Çin’de mühim bir üretim merkezinin yeni tip koronavirüs (Kovid-19) salgını sebebiyle karantinaya alınması ise Çin borsasında hafta kapanışında risk iştahını düşürdü.

Söz mevzusu gelişmelerle haftalık bazda Japonya’da Nikkei 225 endeksi yüzde 1,32, Çin’de Şangay sentetik endeksi yüzde 1,55 ve Güney Kore’de Kospi endeksi yüzde 1,49 değer kazanırken, Hong Kong’da Hang Seng endeksi yüzde 0,13 değer kaybetti.

15 Ağustos ile başlamış olan haftanın veri takviminde ayrıca cuma günü Japonya’da TÜFE verileri takip edilecek.

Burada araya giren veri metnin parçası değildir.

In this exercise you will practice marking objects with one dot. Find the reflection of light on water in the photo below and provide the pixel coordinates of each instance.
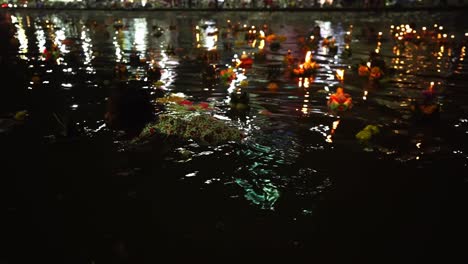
(209, 35)
(141, 30)
(118, 50)
(325, 28)
(59, 37)
(263, 192)
(21, 35)
(332, 131)
(167, 74)
(87, 46)
(40, 38)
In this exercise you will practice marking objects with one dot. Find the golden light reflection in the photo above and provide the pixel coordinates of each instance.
(329, 138)
(340, 75)
(22, 38)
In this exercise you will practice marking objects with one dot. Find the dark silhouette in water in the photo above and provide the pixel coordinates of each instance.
(129, 109)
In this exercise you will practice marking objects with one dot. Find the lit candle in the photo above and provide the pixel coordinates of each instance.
(340, 74)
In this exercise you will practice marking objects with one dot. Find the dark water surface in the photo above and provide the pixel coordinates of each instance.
(75, 191)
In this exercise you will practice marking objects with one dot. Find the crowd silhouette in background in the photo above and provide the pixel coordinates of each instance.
(232, 4)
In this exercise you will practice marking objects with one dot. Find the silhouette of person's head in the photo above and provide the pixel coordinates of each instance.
(129, 108)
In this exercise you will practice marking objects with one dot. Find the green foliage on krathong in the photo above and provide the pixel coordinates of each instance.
(188, 121)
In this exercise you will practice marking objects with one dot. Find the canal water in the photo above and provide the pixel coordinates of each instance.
(300, 183)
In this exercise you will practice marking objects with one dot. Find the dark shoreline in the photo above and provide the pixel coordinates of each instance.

Yurt arasında gözler TCMB’nin ürem sonucunda

Yurt arasında bu hafta Borsa İstanbul’da BIST 100 endeksi rekor üstüne rekor kırarken, gelecek hafta gözler TCMB’nin perşembe günkü faiz sonucuna çevrildi.

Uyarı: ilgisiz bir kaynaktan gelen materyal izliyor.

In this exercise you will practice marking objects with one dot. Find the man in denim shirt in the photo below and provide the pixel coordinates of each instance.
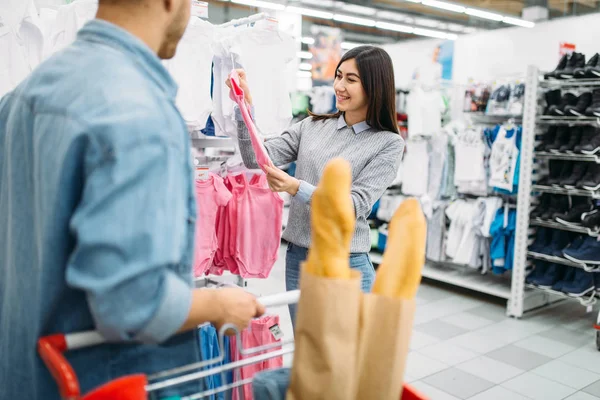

AA Finans’ın beklenti anketine katılan ekonomistler, TCMB’nin siyaset faizini yüzde 14’te sabit bırakmasını bekliyor.

Bu hafta Borsa İstanbul’da BIST 100 endeksi yüzde 4,14 artışla 2.864,25 puana yükselerek haftalık kapanış rekoru kırarken, görmüş olduğu en yüksek seviyeyi de 2.896,67’ye çıkardı. Dolar/TL haftalık bazda yüzde 0,17 kıymet kazanarak 17,9403’e terfi etti.

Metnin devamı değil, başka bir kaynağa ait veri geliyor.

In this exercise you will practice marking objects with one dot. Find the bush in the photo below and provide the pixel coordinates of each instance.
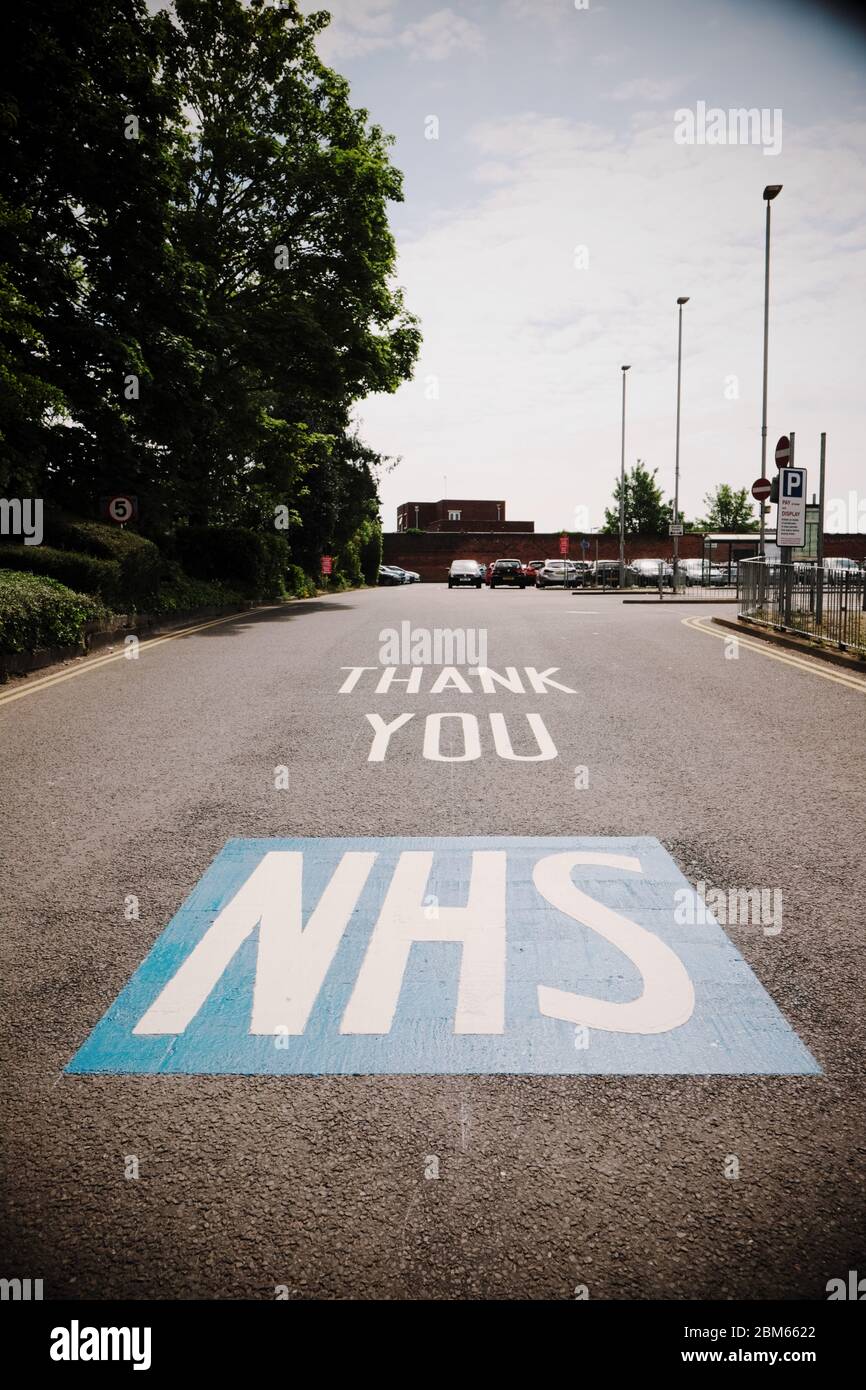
(141, 563)
(299, 584)
(77, 571)
(248, 559)
(109, 542)
(39, 612)
(180, 594)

Bu hafta yurt arasında açıklanan makroekonomik verilere gore, cari işlemler hesabı haziranda 3 milyar 458 milyon dolar açık verirken, 12 aylık cari aleni 32 milyar 667 milyon dolar oldu.

Haziranda takvim etkisinden arındırılmış endüstri üretim endeksi, geçen yılın aynı ayına gore yüzde 8,5 yükselirken, arındırılmamış sanayi üretim endeksinde de senelik bazda yüzde 8,4 artış oldu.

Analistler, BIST 100 endeksinde teknik açıdan 2.900 puanın direnme, 2.850 ve 2.830 puanın yardımcı olarak takip edileceğini kaydetti.

Gelecek hafta yurt arasında pazartesi bütçe dengesi, salı mesken satışları ve konut fiyat endeksi verileri hafta süresince açıklanacak firma bilançoları verileri takip edilecek.